Una volta creata la fiamma, il resto fu semplice. La carta prese fuoco a una velocità incredibile. Non era abbastanza per me, volevo di più. Iniziai a dare fuoco a tutto ciò che trovavo, dalle tende ai tappeti, qualsiasi cosa sarebbe andata bene e non mi preoccupai di uscire o di mettermi in salvo, anzi, sbarrai la porta per essere certo che nessuno sarebbe riuscito a entrare.

Il fumo si propagò in men che non si dica e dopo pochi istanti iniziai a chiedermi se stessi facendo la cosa giusta. Mi rassegnai quasi subito, mettendomi l'anima in pace.

Avevo fatto una scelta, quella di salvare la mia gente, il resto non importava.
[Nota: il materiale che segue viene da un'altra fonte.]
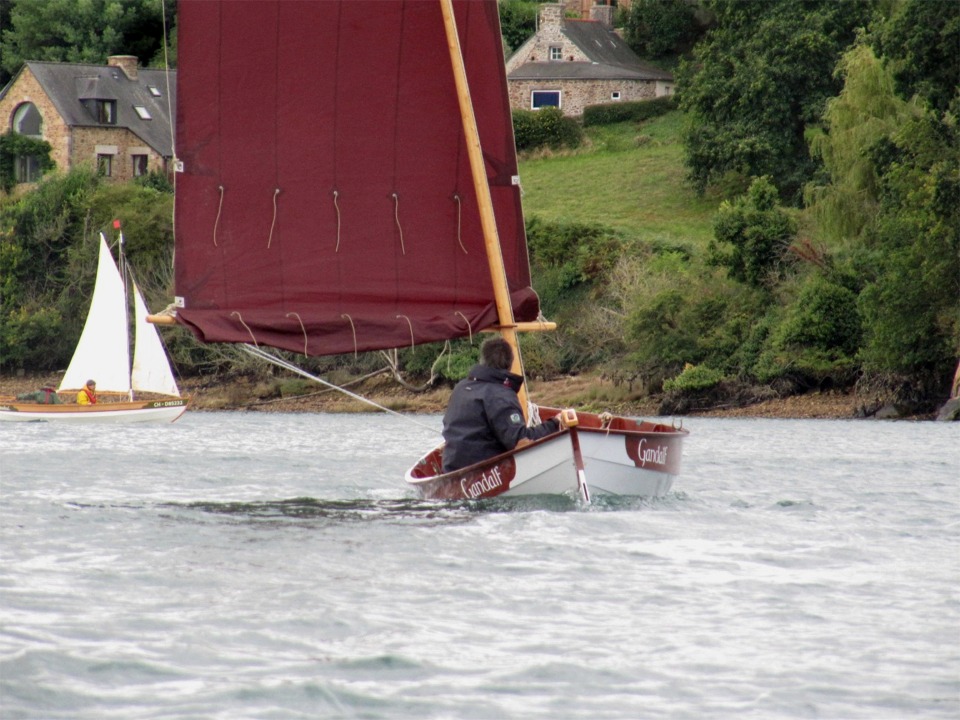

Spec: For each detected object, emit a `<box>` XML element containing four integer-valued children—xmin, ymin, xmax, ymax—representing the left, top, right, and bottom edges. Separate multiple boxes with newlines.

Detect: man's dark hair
<box><xmin>480</xmin><ymin>338</ymin><xmax>513</xmax><ymax>370</ymax></box>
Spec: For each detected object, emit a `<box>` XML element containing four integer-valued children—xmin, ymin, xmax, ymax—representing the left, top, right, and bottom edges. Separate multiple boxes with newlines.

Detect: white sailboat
<box><xmin>0</xmin><ymin>233</ymin><xmax>188</xmax><ymax>423</ymax></box>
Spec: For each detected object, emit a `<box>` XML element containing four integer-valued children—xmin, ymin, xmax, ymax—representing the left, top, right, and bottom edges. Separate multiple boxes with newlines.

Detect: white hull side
<box><xmin>580</xmin><ymin>432</ymin><xmax>676</xmax><ymax>497</ymax></box>
<box><xmin>406</xmin><ymin>426</ymin><xmax>686</xmax><ymax>500</ymax></box>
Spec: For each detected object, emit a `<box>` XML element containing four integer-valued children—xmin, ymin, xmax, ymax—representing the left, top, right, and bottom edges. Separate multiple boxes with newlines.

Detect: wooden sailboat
<box><xmin>167</xmin><ymin>0</ymin><xmax>686</xmax><ymax>498</ymax></box>
<box><xmin>0</xmin><ymin>234</ymin><xmax>188</xmax><ymax>423</ymax></box>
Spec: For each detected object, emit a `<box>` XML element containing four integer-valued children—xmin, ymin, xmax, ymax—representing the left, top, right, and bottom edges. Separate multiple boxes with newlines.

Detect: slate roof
<box><xmin>0</xmin><ymin>60</ymin><xmax>177</xmax><ymax>157</ymax></box>
<box><xmin>508</xmin><ymin>20</ymin><xmax>673</xmax><ymax>80</ymax></box>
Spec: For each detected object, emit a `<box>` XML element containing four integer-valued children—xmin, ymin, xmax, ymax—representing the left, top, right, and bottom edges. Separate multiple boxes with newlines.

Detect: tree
<box><xmin>0</xmin><ymin>0</ymin><xmax>175</xmax><ymax>75</ymax></box>
<box><xmin>806</xmin><ymin>43</ymin><xmax>918</xmax><ymax>245</ymax></box>
<box><xmin>807</xmin><ymin>39</ymin><xmax>960</xmax><ymax>400</ymax></box>
<box><xmin>678</xmin><ymin>0</ymin><xmax>873</xmax><ymax>203</ymax></box>
<box><xmin>500</xmin><ymin>0</ymin><xmax>537</xmax><ymax>55</ymax></box>
<box><xmin>873</xmin><ymin>0</ymin><xmax>960</xmax><ymax>112</ymax></box>
<box><xmin>624</xmin><ymin>0</ymin><xmax>697</xmax><ymax>58</ymax></box>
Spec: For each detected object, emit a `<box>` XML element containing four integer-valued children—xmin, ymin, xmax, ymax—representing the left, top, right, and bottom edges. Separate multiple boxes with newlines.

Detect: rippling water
<box><xmin>0</xmin><ymin>412</ymin><xmax>960</xmax><ymax>720</ymax></box>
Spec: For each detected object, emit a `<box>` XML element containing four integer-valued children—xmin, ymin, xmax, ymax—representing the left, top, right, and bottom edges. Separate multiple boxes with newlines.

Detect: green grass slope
<box><xmin>520</xmin><ymin>111</ymin><xmax>719</xmax><ymax>248</ymax></box>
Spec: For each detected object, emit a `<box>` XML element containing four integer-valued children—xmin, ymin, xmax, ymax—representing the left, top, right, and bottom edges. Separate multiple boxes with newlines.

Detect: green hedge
<box><xmin>513</xmin><ymin>107</ymin><xmax>583</xmax><ymax>150</ymax></box>
<box><xmin>583</xmin><ymin>95</ymin><xmax>677</xmax><ymax>127</ymax></box>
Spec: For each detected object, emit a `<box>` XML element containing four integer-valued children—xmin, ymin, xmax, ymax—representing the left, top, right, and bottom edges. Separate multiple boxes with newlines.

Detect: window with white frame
<box><xmin>530</xmin><ymin>90</ymin><xmax>560</xmax><ymax>110</ymax></box>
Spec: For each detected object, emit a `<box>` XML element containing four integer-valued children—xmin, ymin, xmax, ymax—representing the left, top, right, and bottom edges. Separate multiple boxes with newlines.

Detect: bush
<box><xmin>513</xmin><ymin>107</ymin><xmax>583</xmax><ymax>151</ymax></box>
<box><xmin>663</xmin><ymin>365</ymin><xmax>723</xmax><ymax>392</ymax></box>
<box><xmin>709</xmin><ymin>177</ymin><xmax>797</xmax><ymax>288</ymax></box>
<box><xmin>754</xmin><ymin>275</ymin><xmax>862</xmax><ymax>388</ymax></box>
<box><xmin>583</xmin><ymin>95</ymin><xmax>677</xmax><ymax>127</ymax></box>
<box><xmin>526</xmin><ymin>216</ymin><xmax>623</xmax><ymax>289</ymax></box>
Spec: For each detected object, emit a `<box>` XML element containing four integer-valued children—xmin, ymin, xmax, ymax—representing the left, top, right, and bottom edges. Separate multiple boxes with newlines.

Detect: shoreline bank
<box><xmin>0</xmin><ymin>373</ymin><xmax>900</xmax><ymax>420</ymax></box>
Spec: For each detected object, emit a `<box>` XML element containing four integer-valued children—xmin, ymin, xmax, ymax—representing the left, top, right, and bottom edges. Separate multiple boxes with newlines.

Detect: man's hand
<box><xmin>557</xmin><ymin>408</ymin><xmax>580</xmax><ymax>430</ymax></box>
Stremato, mi sedetti a terra, attendendo la morte, sebbene sapessi che il fumo mi avrebbe rintontito prima. Quindi ero destinato a morire come mia madre? Infine le fiamme erano davvero il destino di una strega? Che destino crudele.

Rimasi immerso nei miei pensieri finchè non abbassai lo sguardo, notando una botola laddove le fiamme avevano mangiato il tappeto. Forse, in fondo, avevo ancora una speranza.